Além disso, iniciativas locais começam a surgir, como a Lei Complementar nº 205/2025 do estado de Goiás, que instituiu uma política estadual de governança ética da IA. Esse tipo de regulação descentralizada mostra que o debate não está restrito à esfera federal, mas também ganha força em estados e municípios.
Leite et al. (2024), ao analisar o impacto da IA em plataformas digitais, ressaltam que a regulação deve ser multidimensional, contemplando aspectos técnicos, sociais e éticos. Não basta apenas “punir” ou “atribuir culpa”, é preciso também prevenir riscos e estabelecer boas práticas.
Caminhos éticos e políticos
O avanço tecnológico coloca o legislador em constante corrida contra o tempo. No caso do Brasil, parlamentares do Congresso Nacional precisam ser cobrados por medidas rápidas e eficientes, legislando sobre o tema o mais breve possível. Como lembra Borja (2024), o desafio não é apenas jurídico, mas também ético. As diretrizes precisam responder a perguntas como: até que ponto é aceitável delegar decisões morais a sistemas automatizados? Como garantir que a IA respeite direitos fundamentais, como a privacidade e a dignidade humana?
Políticas públicas, como as discutidas no Brasil, caminham na direção de:
• Garantir transparência nos algoritmos.
• Assegurar a responsabilização(prestação de contas) por parte de desenvolvedores e usuários.
• Criar instâncias regulatórias capazes de fiscalizar e intervir em casos de abuso.
A responsabilidade deve ser compartilhada
A verdade é que a Inteligência Artificial não é uma entidade completamente independente, mas sim uma tecnologia criada e operada por seres humanos. Portanto, a responsabilidade não deve decair apenas para um lado desta equação com tantas variáveis. O futuro da regulação das IA's no Brasil passa por um modelo de responsabilidade compartilhada, em que desenvolvedores, usuários e o Estado devem dividir o dever de garantir que a tecnologia em questão seja usada de maneira justa, ética e segura.
O debate esta apenas começando, mas já é de extrema urgência. A resposta, ao que tudo indica, é que todos nós temos um papel nessa equação.
E você, acredita que a IA deveria ter responsabilidade própria, ou suas entidades criadoras e empresas mantenedoras, ou acha que o usuário é o responsável pela maneira que utiliza a ferramenta? Deixe sua opinião nos comentários e contribua com essa discussão!
Fonte: https://startupi.com.br/top-5-ias-presentes/
Referências:
BORJA, Maria Fernanda Rodrigues. A inteligência artificial e o instituto da responsabilidade civil: desafios jurídicos e aplicações no contexto do direito brasileiro. PUC-SP, 2024. Acesso em 2 de agosto de 2025.

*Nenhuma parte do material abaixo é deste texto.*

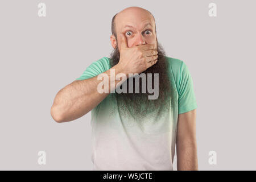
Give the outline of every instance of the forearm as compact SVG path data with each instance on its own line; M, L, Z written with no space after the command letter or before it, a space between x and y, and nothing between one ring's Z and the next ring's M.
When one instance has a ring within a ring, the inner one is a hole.
M117 67L113 68L115 68L115 74L121 72ZM102 81L98 80L97 76L74 81L60 90L51 110L53 119L58 122L71 121L81 117L99 104L120 81L110 79L110 69L104 73L109 78L108 93L100 93L97 90L99 83Z
M177 169L178 171L198 170L196 143L177 143Z

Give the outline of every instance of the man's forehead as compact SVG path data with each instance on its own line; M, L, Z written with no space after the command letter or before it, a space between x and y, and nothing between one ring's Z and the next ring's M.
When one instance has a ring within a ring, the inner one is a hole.
M117 14L115 19L115 24L120 28L124 28L127 25L135 26L136 24L145 26L148 23L154 26L154 19L152 14L146 10L138 8L122 11Z

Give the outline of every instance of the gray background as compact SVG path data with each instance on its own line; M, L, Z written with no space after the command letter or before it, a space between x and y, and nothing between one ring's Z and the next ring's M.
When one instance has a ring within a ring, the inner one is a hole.
M46 17L38 15L40 2L46 5ZM208 15L211 2L217 17ZM57 123L50 109L60 89L109 56L111 19L131 6L152 13L167 56L183 60L192 75L199 169L256 169L255 5L234 0L1 0L0 169L92 169L90 113ZM38 163L41 150L46 165ZM212 150L217 165L208 163Z

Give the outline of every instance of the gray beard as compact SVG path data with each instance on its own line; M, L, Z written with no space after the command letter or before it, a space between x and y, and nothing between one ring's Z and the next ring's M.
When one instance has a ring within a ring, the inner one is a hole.
M110 54L110 66L113 67L118 63L120 53L119 50L114 49ZM170 80L170 65L165 57L166 54L163 48L158 43L158 61L152 67L148 68L147 70L142 73L146 75L146 88L148 88L147 74L152 73L152 85L151 86L154 88L154 73L159 74L159 96L156 100L148 100L148 96L152 95L148 90L146 93L142 93L142 82L139 82L139 93L135 93L135 88L134 83L133 92L129 92L129 84L130 79L133 77L127 78L120 86L122 88L123 84L127 84L126 93L121 93L112 94L113 97L117 101L118 109L119 114L123 117L132 117L137 121L142 121L144 118L154 117L154 118L160 117L163 114L168 111L170 109L170 98L171 97L171 85ZM130 90L131 90L131 89Z

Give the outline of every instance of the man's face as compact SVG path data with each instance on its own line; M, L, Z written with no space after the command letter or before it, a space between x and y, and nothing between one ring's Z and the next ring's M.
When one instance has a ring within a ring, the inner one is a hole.
M128 47L145 44L157 47L155 22L148 12L137 9L126 10L117 15L115 22L119 50L120 33L126 37Z
M139 9L130 9L129 10L122 11L116 16L118 43L120 42L119 34L122 32L126 36L129 47L152 44L156 46L158 52L158 61L156 63L142 73L146 75L148 73L152 75L155 73L159 75L159 97L156 100L148 100L148 96L151 94L148 92L142 93L141 91L141 93L136 93L135 86L133 87L133 92L129 93L129 85L127 85L126 93L115 93L114 94L120 114L126 117L131 116L136 118L137 121L141 121L141 119L144 117L155 117L156 115L160 117L162 114L168 111L170 107L170 99L172 92L169 80L168 63L166 59L163 48L157 42L154 18L150 13ZM134 12L132 12L133 11ZM111 67L113 67L118 64L119 60L120 44L115 44L116 42L113 35L111 38L114 48L110 55L110 64ZM130 79L133 78L128 78L123 84L127 84ZM148 82L146 77L146 88L148 88ZM154 82L154 76L151 82ZM141 90L141 88L142 82L140 82L139 90Z

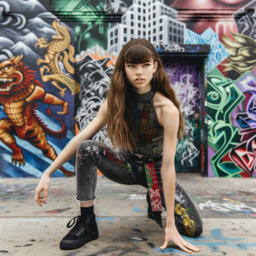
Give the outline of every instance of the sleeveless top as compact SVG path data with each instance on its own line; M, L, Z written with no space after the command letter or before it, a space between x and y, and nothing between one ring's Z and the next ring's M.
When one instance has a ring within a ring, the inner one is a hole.
M159 124L153 97L155 90L132 96L135 153L150 155L163 149L164 128Z

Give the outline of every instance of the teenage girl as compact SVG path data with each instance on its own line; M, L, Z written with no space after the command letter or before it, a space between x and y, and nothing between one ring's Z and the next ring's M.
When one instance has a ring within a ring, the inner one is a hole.
M90 140L105 125L113 148ZM172 241L187 253L199 252L180 236L202 232L195 205L176 183L175 151L183 135L179 103L159 55L148 40L131 40L117 59L107 100L96 117L68 143L37 186L35 201L42 207L50 175L76 154L76 199L81 215L67 224L75 225L61 241L61 248L78 248L98 238L94 199L99 169L117 183L147 188L148 216L160 224L162 207L166 210L161 249Z

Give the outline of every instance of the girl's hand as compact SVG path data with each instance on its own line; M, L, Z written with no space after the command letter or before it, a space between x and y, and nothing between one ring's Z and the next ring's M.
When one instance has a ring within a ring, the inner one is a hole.
M49 187L49 176L46 172L43 173L43 176L35 190L35 201L42 207L42 204L46 204L47 192ZM40 194L44 190L44 196Z
M193 252L198 253L201 250L190 244L189 242L185 241L183 237L179 235L175 224L166 225L166 238L164 244L160 247L160 249L166 249L167 247L168 242L172 241L174 244L178 246L183 251L191 253Z

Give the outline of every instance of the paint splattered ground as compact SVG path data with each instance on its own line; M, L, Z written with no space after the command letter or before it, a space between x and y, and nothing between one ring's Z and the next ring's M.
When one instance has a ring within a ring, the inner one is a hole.
M256 179L177 175L204 220L204 233L184 238L198 256L256 256ZM163 230L147 218L146 190L98 178L96 214L100 238L61 251L67 221L79 215L75 177L52 178L48 204L34 201L38 179L0 179L0 255L189 255L169 245L160 250ZM163 216L166 216L164 212Z

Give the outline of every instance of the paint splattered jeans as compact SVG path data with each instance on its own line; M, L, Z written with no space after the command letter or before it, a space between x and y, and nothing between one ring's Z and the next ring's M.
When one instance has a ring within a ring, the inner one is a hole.
M153 159L159 186L162 191L160 177L161 157ZM148 189L144 168L137 164L133 155L117 153L102 143L84 141L79 144L76 159L77 201L85 203L95 199L97 169L108 178L122 184L142 185ZM163 207L166 208L161 192ZM194 203L176 183L175 224L181 234L197 236L202 233L202 221Z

BRASIL. Projeto de Lei nº 2.338, de 2023. Estabelece princípios, direitos e deveres para o uso da inteligência artificial no Brasil. Acesso em 2 de agosto de 2025.
BRASIL. Lei Complementar nº 205, de 2025 (Goiás). Institui a política estadual de governança ética da
inteligência artificial. Acesso em 2 de agosto de 2025.
LEITE, George et al. Inteligência Artificial Responsável, Plataformas de Mídia Social e Regulação no Brasil. Novos Olhares (USP), v. 11, n. 2, 2024. Acesso em 2 de agosto de 2025.